Monte Carlo Tree Search (MCTS): Planning Through Simulation
MCTS is a powerful planning algorithm useful when we can simulate interactions with the environment, making it ideal for test-time or online planning.
It enables multi-step lookahead by treating the decision-making process as an ExpectiMax tree:
The MCTS Loop: Four Key Steps
Selection: Traverse the current search tree from root to leaf using a policy like UCB to balance exploration and exploitation.
Expansion: Add a new child node (state) to the tree where a previously unvisited action is taken.
Simulation: Simulate or “roll out” from the new node to the end of the episode using a default (rollout) policy to estimate reward.
Backpropagation: Propagate the result of the simulation back up the tree, updating the value estimates of all visited nodes.
RL Achievements
Thanks to these tools, RL is proven to be effective in many areas. Before we dive deeper into how RL can enhance reasoning in LLMs, let’s review the milestones that brought RL to the center of modern AI.
Pre-LLM Era: RL Breakthroughs in Games
DQN [3]: Developed by DeepMind, DQN combined Q-learning with deep neural networks and achieved superhuman performance on Atari games, marking the first time deep RL could learn complex control policies directly from pixels.
AlphaGo [4]: Powered by Monte Carlo Tree Search (MCTS) and policy/value networks, AlphaGo made history by defeating world champion Go players. Go, with its immense search space and strategic depth, was long considered out of reach for AI. AlphaGo proved that multi-step planning + simulation-based RL could master even the most complex environments.

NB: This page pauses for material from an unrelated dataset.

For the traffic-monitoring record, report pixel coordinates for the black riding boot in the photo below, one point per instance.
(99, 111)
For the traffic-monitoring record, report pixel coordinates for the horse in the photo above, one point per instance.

These achievements demonstrated that RL is a general and powerful learning mechanism, capable of solving hard problems where expert labels are scarce and long-term planning is key.
RL Meets Language Models
ChatGPT & RLHF (Reinforcement Learning from Human Feedback [5]): OpenAI's ChatGPT popularized RLHF, which fine-tunes large language models using human preferences as feedback. This approach uses policy gradient methods to optimize the model's behavior based on what humans find helpful or truthful. RLHF was the first technique to make LLMs reliably align with human intent, leading to the first wave of useful AI assistants that outperform humans on many general NLP benchmarks.

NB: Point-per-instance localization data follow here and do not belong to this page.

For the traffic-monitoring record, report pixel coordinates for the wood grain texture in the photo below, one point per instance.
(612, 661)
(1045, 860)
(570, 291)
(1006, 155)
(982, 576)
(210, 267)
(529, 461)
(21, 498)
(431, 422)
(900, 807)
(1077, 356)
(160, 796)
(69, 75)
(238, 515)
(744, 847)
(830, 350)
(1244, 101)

RL for prompt optimization [6]: Instead of handcrafting prompts or searching over static templates, RL allows us to learn a prompting policy that maximizes a downstream reward, such as accuracy, helpfulness, or user satisfaction. This is especially powerful in settings where the ideal prompt may vary per input or task.
What’s Next: RL for LLM Reasoning
As reasoning demands more:
Planning ahead
Structured multi-step inference
Consistency and goal-directed thinking
So it’s no surprise that RL is being revisited for improving the reasoning and dynamic decision-making of LLMs. In the next post, we’ll dive into how specific RL methods are being adapted to improve LLM reasoning, both during inference and training.
References
[1] Li, Chen, Weiqi Wang, Jingcheng Hu, Yixuan Wei, Nanning Zheng, Han Hu, Zheng Zhang, and Houwen Peng. "Common 7b language models already possess strong math capabilities." arXiv preprint arXiv:2403.04706 (2024).

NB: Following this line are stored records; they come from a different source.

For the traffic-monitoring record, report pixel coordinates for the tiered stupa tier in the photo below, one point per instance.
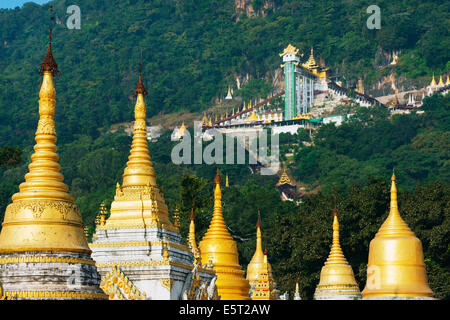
(44, 253)
(138, 240)
(259, 272)
(218, 247)
(337, 281)
(396, 270)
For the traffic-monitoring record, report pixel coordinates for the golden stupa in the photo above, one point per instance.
(219, 247)
(191, 237)
(253, 116)
(337, 281)
(42, 241)
(43, 216)
(259, 272)
(396, 269)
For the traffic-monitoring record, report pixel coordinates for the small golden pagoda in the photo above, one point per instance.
(337, 281)
(138, 239)
(42, 241)
(219, 247)
(396, 269)
(259, 272)
(253, 116)
(191, 237)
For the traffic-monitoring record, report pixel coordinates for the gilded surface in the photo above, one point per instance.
(219, 247)
(396, 267)
(118, 287)
(337, 274)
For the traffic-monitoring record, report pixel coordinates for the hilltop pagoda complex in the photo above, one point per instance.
(396, 270)
(259, 272)
(44, 253)
(219, 248)
(138, 244)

[2] Mirzadeh, Seyed Iman, Keivan Alizadeh, Hooman Shahrokhi, Oncel Tuzel, Samy Bengio, and Mehrdad Farajtabar. "GSM-Symbolic: Understanding the Limitations of Mathematical Reasoning in Large Language Models." In The Thirteenth International Conference on Learning Representations, 2024.
[3] Mnih, V., Kavukcuoglu, K., Silver, D. et al. Human-level control through deep reinforcement learning. Nature 518, 529–533 (2015).
[4] Silver, D., Huang, A., Maddison, C. et al. Mastering the game of Go with deep neural networks and tree search. Nature 529, 484–489 (2016).
[5] Ouyang, Long, Jeffrey Wu, Xu Jiang, Diogo Almeida, Carroll Wainwright, Pamela Mishkin, Chong Zhang et al. "Training language models to follow instructions with human feedback." Advances in neural information processing systems 35 (2022): 27730-27744.
[6] Do, Dai, Quan Tran, Svetha Venkatesh, and Hung Le. "Large Language Model Prompting with Episodic Memory." In ECAI. 2024.